For most of their fellow travellers, though, the media buzz barely registered as distant static. Over on the eastern side of the States, a variety of musicians, who had once worked together as Tower Recordings, seemed particularly oblivious to the fuss. Tower Recordings more or less patented the scene’s blend of rustic vibes and freewheeling experimentation in the ‘90s, and most of their former members – notably Matt ‘MV’ Valentine and Erika ‘EE’ Elder – continue to work prolifically and with a beatific disdain for most every commercial expediency.

One Tower alumnus, though, has remained largely unknown, but worked steadily at finding harmony between this loose and fractious music and a plusher, more traditionally-finished brand of classic rock. Pat Gubler has been recording as PG Six out of New York for a decade now, beginning with a couple of beautiful and mildly unnerving albums (“Parlor Tricks And Porch Favorites” and “The Well Of Memory”) steeped in the British folk tradition. 2007’s “Slightly Sorry”, however, found Gubler letting go of the autoharp and moving into electrified Canyon terrain, the material created by following the exercises in a Jimmy Webb book on songwriting.

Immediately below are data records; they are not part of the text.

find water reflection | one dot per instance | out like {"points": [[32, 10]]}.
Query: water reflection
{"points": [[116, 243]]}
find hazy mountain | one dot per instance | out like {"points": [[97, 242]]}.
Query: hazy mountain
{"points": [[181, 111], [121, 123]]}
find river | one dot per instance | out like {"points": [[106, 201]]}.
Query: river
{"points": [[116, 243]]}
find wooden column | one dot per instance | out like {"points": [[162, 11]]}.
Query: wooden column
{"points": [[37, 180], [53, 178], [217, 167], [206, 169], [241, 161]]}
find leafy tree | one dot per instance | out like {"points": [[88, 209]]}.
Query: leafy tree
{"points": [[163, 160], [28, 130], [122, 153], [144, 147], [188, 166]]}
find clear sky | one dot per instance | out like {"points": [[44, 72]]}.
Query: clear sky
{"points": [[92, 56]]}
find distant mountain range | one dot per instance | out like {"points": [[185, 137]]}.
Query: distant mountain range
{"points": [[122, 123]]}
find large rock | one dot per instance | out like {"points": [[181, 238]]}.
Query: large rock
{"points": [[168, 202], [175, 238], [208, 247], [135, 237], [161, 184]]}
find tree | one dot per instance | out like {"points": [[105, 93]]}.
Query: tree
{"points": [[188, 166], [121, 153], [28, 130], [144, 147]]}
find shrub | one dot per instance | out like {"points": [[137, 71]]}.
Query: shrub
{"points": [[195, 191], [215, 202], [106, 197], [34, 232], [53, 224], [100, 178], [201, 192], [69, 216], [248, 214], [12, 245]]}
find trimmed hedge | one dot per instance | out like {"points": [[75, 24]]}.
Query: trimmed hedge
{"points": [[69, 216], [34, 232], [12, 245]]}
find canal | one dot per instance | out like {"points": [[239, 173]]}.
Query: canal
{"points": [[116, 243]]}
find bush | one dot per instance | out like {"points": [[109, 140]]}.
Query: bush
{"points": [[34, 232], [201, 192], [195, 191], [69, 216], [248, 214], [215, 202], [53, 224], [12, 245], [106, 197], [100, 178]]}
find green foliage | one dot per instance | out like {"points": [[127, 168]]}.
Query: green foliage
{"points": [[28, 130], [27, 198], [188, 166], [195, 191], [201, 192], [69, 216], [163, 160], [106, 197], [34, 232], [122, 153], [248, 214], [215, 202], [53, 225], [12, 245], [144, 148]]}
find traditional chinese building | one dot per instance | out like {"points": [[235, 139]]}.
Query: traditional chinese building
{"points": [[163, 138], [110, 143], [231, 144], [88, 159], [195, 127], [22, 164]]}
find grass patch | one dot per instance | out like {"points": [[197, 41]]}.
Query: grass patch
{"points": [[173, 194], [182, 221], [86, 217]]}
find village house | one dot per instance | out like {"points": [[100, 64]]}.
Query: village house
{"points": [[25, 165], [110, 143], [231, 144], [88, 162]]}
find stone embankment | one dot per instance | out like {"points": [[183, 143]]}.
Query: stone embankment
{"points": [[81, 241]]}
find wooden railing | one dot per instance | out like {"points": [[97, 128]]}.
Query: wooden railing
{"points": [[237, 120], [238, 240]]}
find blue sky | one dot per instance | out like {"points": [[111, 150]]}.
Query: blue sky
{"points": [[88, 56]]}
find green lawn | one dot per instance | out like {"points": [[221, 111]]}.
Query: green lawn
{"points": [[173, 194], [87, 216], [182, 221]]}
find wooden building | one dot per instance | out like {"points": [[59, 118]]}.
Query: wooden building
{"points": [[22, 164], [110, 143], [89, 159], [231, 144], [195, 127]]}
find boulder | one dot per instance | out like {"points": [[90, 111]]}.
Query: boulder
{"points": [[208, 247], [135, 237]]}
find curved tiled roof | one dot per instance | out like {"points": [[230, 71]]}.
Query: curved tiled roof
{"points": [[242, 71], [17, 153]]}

“Slightly Sorry”’s belated follow-up, “Starry Mind”, is out any day now on Drag City, and is another fine album. Once again, the songs seem rooted in British tradition; I keep thinking of the brawny virtuosity of Fairport Convention circa “Full House” whenever I play it. This time, though, Gubler seems to be moving into heavier territory. If “Slightly Sorry” referenced Neil Young, crafted songs like “January”, “Palace” and “Talk Me Down” devolve further into some seething, mathematically-calibrated jams.

A couple of 2011’s best albums work as neat companion pieces: Arbouretum’s churning take on folk-rock, “The Gathering”; and the modal Southern Rock workouts that punctuate White Denim’s “D”. That said, Gubler is a gentle, undemonstrative singer, and there’s still a calmness and restraint to his music. On “Starry Mind”, he revisits an eldritch folk song from 2004’s “Well Of Memory”, and gives it a driving makeover, but manages to add heft without losing much in the way of fragility.

It’s a difficult trick to pull off, perhaps, but one that Gubler seems to have mastered.

For further reference, check out “Golden Trees”, the album he put out as part of Metal Mountains on the Amish label earlier this year. Metal Mountains constitutes a partial Tower Recordings reunion, with Gubler and Samara Lubelski backing up the vocals of Helen Rush. The prevailing mood is ethereal and psychedelic, a purposefully disorienting extrapolation of folk that’s reminiscent of Espers. PG Six’s career might seem to describe a slow passage towards the light, but evidently, sometimes he can’t resist heading back into the undergrowth.